The Department of Sanitation currently gives participants a certificate, but the councilmember said the award is usually hung indoors, out of sight.
The more visible plaques would give due credit to adoptees and encourage participation “in what could be a very successful program,” Vallone said.
“Sometimes, the proverbial carrot helps,” he said.
Flushing business owner James Chen said waste from full cans on Prince Street often spills out onto the streets. The refuse, he said, finds its way under a tree outside his printing company daily.
“We have to clean that every single day,” Chen said. “It’s horrible. We can’t do anything about it because there are not enough garbage cans around.
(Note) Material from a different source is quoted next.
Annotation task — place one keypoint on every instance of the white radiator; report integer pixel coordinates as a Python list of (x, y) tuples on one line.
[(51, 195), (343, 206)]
People just dump whatever they want to.”
New York City law requires property owners to keep their sidewalks clean. Fines for failure to sweep sidewalks doubled to $100 in 2003.
The “Adopt-A-Basket” initiative has been pushed in the past by State Senator Marty Golden in Brooklyn and Councilmember Melissa Mark-Viverito in Manhattan.
Those interested can call the city’s Citizen Service Center at 3-1-1.